Den Spaß mussten sich die Vier hart erarbeiten. Im weiten Flusstal herrschte Gegenwind. Weil das Boot leicht ist, mussten sie mit Muskelkraft dagegenhalten. Sie traten und traten, ein monotones Quietschen und Knacken begleitete sie. Wer am Ufer nebenher lief, hatte die PETBurg schnell hinter sich gelassen. Zwei Tage nachdem sie in Nymburk unter dem Jubel von knapp 400 Schaulustigen die Leinen losmachten, hatte die komplette Besatzung krebsroten Sonnenbrand und das Antriebssystem hakte. Jakub musste noch einmal Werkzeug aus Nymburk bringen lassen.

Bis Hamburg hatte Jan mit dem Schlimmsten gerechnet, mit Kielbruch und Unwetter. Nur die Genauigkeit der deutschen Behörden hatte er nicht auf dem Radar. „Wir haben uns vorher überall schlaugemacht, es hieß, so lange wir keinen Motor haben, brauchen wir keine Papiere“, erklärt Jan in Děčín. Das stimmt nicht ganz. Mit zehn Metern Länge und vier Metern Breite ist ihr Tretboot zu groß. In Děčín kam der Anruf: An der deutschen Grenze warte schon die Kontrolle, die Papiere sehen wolle. Laut Schifffahrtsordnung braucht ein Boot dieser Größe einen Motor und ein Boot mit Motor braucht einen Kapitän mit Führerschein. Auflagen, die sie nicht erfüllen konnten. Die tschechischen Behörden deklarierten die PETBurg darauf kurzerhand als Sondertransport.

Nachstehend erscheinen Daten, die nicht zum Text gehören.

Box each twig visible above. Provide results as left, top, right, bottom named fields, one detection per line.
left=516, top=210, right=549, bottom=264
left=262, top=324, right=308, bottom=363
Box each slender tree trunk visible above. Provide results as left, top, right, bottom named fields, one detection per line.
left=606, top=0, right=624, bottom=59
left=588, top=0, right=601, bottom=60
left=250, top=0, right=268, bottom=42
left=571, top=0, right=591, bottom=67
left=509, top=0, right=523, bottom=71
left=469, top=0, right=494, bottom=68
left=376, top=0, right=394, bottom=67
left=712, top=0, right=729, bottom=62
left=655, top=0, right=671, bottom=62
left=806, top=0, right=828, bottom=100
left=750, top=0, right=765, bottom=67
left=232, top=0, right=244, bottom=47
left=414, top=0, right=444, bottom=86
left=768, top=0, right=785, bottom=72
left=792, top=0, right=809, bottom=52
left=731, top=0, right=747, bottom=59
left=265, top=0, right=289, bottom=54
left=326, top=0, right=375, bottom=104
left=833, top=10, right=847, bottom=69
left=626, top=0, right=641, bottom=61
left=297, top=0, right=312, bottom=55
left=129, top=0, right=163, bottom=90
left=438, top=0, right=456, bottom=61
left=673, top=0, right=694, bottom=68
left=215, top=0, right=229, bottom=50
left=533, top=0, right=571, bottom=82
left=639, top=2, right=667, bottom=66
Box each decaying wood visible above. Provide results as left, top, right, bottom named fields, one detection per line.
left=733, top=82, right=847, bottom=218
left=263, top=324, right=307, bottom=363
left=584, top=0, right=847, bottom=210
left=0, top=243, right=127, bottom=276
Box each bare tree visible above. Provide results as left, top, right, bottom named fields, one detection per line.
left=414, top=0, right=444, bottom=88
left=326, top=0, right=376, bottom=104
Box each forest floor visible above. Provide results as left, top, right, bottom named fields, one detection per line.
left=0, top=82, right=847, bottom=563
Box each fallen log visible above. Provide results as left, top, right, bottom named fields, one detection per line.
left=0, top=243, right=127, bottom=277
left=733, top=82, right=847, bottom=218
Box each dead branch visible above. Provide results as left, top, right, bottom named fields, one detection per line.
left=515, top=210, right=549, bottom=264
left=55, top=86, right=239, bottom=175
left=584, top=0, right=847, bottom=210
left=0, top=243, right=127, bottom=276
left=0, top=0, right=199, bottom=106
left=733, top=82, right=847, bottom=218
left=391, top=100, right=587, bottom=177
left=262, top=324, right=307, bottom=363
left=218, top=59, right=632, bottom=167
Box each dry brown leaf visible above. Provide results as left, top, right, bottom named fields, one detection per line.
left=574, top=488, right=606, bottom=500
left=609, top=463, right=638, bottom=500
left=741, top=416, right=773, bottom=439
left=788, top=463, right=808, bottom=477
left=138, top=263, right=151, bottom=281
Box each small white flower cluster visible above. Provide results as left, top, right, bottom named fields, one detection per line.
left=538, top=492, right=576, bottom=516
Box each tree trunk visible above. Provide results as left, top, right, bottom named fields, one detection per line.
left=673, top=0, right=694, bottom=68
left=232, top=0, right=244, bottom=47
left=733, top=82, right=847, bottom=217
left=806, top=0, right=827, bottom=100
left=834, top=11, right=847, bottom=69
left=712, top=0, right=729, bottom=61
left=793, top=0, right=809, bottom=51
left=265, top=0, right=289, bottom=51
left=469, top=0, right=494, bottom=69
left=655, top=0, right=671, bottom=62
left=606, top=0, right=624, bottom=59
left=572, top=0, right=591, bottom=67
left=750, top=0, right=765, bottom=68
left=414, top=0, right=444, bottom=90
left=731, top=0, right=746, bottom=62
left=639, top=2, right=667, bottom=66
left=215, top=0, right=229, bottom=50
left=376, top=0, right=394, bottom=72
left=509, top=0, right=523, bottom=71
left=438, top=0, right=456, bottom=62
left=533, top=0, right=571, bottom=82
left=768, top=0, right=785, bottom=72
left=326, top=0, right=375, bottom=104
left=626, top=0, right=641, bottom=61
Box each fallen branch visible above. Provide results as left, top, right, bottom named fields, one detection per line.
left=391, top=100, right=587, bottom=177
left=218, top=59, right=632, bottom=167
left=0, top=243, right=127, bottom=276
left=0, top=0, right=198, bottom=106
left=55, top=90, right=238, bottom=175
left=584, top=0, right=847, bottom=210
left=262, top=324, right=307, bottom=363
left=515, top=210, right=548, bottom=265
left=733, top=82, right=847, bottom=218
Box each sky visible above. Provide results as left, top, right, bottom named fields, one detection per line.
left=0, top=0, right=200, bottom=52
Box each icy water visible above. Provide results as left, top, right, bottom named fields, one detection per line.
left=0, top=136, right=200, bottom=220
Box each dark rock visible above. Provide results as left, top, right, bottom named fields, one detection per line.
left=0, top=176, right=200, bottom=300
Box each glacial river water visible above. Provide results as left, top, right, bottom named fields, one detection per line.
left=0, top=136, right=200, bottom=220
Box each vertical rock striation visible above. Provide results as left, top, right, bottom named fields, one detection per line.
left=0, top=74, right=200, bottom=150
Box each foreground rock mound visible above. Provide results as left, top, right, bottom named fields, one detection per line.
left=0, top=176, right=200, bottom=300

Die Besatzung feierte schon ihren Sieg, als sie erfuhr, dass die deutschen Behörden das nicht akzeptieren würden. Elf Tage harrten sie in Děčín aus, dann stellten sie eine Todesanzeige auf ihr Facebook-Profil. „PETBurg“ steht dort, „die tödliche Bürokratie hat sie dahingerafft“. Dabei hatte Jan das Recyceln des Bootes schon mit den Hamburger Stadtwerken vereinbart. Dazu wird es nicht mehr kommen – zumindest nicht in diesem Sommer. Das Boot bleibt zunächst in Děčín. Am Donnerstag, den 31. Juli ließen sie ihr irrwitziges Boot im Hafen zurück. Bis Hamburg wollen sie trotzdem – auf Fahrrädern.